I don't suffer from dandruff, and I have no medical credentials. But something happened to my dog which got me to thinking. A while back my dog developed a sebacious cyst on her back. Easily movable under the skin, either a sebacious cyst or a lipoma, I wasn't worried about it. One day the cyst was broken and the gunk and blood hardened into a scab over the wound, but the scab contained a lot of her hair matted together. I figured this happens to dogs in nature and it will get better on it's own. It didn't. As the hair kept growing, the hardened area pulled away from the wound which re-oozed, and the scab got bigger. Eventually it was a fairly large scale. I tried cutting it off but it was hard to cut and remove and I only got part way through it. It kept growing and oozing. Then one day I noticed all of her skin along her spine, from her head to her tail, was covered in rough flakes... keratin like flakes of skin. And now I was worried. Did she develop some kind of skin cancer? I took her to the vet, who didn't even really look at her skin (she seemed afraid of catching something) but thought I should consider putting her down. But she also gave me chlorhexadine and said to wash the scab with it (mixed with water) and try to dissolve it away, and just keep coming back washing more and more until it was gone. I did that and the scab dissolved away. I also combed all these large keratin flakes out of her wet hair (I washed her whole back), and quite a lot of loose hair came with them, and all the flakes came out, and now her skin felt normal again. The would healed properly this time and the flakes didn't return. So here is my hypothesis: Dandruff is an adaptive protection mechanism meant to separate matted-up-scabs from the wound they are attached to. When I look online I can't find this hypothesis anywhere. All the pages offer help on curing dandruff, none of them explain why it happens, what it's purpose is. This reminds me of Chesterton's fence: don't take down a fence if you don't understand why it was put up in the first place. If this is the purpose of dandruff, then human dandruff is probably just an aberration of the mechanism and curing it is probably fine.

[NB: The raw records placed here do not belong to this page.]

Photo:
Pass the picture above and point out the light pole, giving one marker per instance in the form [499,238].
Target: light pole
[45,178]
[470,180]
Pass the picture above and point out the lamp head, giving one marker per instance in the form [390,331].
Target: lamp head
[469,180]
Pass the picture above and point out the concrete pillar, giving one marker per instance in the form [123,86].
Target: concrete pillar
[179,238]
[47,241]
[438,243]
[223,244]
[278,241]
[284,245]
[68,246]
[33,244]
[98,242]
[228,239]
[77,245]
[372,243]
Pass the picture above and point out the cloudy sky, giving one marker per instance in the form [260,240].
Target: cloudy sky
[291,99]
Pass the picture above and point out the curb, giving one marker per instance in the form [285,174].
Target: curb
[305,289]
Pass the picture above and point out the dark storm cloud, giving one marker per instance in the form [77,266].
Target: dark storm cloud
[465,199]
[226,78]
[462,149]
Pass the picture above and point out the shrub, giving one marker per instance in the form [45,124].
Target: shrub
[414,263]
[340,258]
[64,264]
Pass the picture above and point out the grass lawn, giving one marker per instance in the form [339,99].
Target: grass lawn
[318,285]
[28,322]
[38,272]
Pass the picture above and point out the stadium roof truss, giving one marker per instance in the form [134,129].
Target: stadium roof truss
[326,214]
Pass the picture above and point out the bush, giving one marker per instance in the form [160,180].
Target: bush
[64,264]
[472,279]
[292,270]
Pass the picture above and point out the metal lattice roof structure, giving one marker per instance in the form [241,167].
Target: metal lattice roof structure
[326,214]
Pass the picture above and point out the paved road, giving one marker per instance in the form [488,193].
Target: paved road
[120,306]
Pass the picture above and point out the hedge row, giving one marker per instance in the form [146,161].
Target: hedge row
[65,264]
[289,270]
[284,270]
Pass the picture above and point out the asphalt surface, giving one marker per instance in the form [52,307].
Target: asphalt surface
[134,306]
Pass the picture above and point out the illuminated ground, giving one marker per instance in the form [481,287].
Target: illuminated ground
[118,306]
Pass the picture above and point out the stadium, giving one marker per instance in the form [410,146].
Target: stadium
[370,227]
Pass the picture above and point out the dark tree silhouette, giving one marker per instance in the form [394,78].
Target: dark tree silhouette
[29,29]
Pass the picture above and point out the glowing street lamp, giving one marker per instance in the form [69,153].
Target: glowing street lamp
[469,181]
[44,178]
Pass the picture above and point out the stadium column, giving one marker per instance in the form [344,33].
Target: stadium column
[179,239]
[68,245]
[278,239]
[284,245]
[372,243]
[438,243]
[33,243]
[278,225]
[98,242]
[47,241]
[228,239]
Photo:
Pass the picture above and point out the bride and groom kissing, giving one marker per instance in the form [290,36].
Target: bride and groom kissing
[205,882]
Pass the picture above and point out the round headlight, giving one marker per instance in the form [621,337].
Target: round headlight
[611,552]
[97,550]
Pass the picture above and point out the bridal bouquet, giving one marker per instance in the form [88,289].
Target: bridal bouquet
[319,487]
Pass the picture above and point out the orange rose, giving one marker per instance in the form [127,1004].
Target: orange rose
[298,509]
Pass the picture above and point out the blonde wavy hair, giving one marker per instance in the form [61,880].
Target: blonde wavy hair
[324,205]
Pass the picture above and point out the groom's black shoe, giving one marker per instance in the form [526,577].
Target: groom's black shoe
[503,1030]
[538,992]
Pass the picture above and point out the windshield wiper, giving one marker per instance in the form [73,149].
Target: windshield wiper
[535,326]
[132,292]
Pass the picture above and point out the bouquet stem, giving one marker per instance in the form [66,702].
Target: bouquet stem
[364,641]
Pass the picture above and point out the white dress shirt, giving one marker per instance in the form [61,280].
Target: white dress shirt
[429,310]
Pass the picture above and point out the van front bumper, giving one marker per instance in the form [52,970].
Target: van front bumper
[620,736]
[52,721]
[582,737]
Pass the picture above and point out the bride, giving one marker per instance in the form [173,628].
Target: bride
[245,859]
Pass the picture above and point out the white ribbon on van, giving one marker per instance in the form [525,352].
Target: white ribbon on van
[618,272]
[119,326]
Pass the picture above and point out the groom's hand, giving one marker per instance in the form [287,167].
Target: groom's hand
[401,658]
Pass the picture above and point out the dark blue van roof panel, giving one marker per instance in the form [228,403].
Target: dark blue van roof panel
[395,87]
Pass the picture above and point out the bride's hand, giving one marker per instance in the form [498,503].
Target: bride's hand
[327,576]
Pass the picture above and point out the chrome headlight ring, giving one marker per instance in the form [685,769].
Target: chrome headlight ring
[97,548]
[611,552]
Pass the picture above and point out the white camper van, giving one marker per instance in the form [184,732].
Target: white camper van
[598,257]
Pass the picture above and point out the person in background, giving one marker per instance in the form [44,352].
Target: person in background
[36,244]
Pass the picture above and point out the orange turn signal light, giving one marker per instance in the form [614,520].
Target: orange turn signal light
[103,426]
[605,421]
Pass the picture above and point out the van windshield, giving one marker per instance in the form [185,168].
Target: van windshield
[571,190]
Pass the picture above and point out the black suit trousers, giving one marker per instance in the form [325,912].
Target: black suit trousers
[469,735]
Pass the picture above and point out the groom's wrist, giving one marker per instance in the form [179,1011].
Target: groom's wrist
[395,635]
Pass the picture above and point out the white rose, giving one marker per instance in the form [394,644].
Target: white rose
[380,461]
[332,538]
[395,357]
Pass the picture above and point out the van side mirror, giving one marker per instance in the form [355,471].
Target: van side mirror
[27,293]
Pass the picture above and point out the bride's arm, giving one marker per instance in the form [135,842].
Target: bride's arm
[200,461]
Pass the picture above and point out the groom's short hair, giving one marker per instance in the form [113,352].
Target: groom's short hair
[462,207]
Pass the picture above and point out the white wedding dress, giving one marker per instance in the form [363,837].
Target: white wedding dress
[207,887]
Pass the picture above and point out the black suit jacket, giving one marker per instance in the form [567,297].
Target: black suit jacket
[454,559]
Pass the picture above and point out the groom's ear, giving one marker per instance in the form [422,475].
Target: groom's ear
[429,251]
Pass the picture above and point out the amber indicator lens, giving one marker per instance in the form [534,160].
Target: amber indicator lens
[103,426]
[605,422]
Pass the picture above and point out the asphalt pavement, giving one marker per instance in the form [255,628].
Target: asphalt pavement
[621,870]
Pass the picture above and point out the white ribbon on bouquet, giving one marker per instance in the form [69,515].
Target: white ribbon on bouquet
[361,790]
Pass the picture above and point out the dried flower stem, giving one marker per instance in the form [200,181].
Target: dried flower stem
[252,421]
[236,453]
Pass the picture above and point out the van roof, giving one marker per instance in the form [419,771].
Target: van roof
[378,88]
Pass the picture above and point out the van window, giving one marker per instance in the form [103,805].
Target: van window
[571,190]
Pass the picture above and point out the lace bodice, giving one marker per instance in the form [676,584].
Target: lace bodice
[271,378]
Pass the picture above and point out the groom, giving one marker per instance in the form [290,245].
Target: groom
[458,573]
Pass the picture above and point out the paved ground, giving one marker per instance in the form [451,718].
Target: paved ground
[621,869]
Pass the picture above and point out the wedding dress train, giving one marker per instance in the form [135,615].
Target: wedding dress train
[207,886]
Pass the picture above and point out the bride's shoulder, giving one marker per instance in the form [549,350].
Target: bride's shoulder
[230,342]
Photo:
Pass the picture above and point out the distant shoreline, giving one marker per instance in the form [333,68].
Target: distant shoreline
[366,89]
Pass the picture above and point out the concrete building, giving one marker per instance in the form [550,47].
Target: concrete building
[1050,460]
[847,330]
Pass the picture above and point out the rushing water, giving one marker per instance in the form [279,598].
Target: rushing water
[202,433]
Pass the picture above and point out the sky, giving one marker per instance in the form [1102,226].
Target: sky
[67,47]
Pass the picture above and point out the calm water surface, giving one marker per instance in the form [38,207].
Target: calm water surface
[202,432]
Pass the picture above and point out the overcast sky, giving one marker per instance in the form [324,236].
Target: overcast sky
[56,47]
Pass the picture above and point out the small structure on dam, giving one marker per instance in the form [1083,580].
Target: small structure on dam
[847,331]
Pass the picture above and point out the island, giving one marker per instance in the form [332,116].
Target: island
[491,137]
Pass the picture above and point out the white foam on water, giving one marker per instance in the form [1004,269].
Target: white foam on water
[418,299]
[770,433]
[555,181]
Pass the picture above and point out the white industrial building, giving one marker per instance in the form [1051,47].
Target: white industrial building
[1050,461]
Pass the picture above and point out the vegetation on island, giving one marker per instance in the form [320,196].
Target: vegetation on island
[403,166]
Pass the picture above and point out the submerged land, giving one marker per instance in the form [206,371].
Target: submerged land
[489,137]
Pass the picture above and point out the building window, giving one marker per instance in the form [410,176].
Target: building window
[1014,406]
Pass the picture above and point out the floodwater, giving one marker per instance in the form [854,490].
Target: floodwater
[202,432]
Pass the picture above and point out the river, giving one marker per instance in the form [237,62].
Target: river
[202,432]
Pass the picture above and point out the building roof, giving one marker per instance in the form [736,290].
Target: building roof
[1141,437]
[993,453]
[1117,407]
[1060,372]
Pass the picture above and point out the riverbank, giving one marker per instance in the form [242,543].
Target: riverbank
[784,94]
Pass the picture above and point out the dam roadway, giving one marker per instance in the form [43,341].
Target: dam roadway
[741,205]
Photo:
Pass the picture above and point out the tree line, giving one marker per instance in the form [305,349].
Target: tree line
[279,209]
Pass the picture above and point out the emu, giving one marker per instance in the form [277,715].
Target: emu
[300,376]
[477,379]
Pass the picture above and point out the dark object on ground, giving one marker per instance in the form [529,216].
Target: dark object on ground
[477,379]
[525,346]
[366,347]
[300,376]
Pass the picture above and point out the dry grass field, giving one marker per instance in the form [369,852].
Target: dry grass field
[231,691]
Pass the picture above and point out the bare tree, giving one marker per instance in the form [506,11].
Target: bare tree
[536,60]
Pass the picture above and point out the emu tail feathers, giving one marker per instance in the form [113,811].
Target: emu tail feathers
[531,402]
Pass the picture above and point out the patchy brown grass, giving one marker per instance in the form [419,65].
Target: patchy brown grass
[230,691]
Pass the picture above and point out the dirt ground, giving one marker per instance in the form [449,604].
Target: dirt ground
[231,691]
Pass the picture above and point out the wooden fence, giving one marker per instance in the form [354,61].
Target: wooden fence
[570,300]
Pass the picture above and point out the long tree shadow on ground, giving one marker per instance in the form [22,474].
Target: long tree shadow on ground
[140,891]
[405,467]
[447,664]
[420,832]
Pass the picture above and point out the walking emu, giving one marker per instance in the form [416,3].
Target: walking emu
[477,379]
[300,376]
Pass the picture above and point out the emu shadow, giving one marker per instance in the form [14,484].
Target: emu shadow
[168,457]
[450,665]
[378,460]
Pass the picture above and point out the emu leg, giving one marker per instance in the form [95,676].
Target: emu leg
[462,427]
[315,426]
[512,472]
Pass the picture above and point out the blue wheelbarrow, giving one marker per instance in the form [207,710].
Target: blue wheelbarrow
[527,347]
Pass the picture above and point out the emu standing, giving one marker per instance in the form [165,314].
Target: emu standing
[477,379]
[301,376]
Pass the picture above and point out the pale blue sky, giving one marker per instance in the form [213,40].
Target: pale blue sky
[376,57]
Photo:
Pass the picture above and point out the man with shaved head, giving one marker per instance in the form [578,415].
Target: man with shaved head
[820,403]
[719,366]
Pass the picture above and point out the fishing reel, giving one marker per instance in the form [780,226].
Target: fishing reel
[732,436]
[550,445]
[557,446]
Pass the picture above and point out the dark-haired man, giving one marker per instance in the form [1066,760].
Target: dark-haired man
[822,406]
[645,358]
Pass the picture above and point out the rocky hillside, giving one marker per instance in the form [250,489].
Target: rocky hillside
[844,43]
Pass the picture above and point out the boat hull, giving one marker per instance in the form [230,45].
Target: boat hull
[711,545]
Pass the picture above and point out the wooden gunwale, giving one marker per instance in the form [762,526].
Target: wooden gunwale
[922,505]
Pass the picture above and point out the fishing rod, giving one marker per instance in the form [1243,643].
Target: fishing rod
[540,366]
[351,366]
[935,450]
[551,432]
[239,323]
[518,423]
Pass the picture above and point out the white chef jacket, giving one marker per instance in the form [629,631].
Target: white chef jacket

But it might help enlighten the specific conditions that trigger the genetic pathway. I'm probably wrong. But that is how science goes. Observe. Take a guess.... not being a scientist or vet with access to lots of dogs to experiment on I can't take this one any further.
Glad your dog made it, good job on the love
No idea but i like hearing about people probing for new knowledge.
Absolutely love the thought process here. Questions are often more interesting than the answers. And also more important.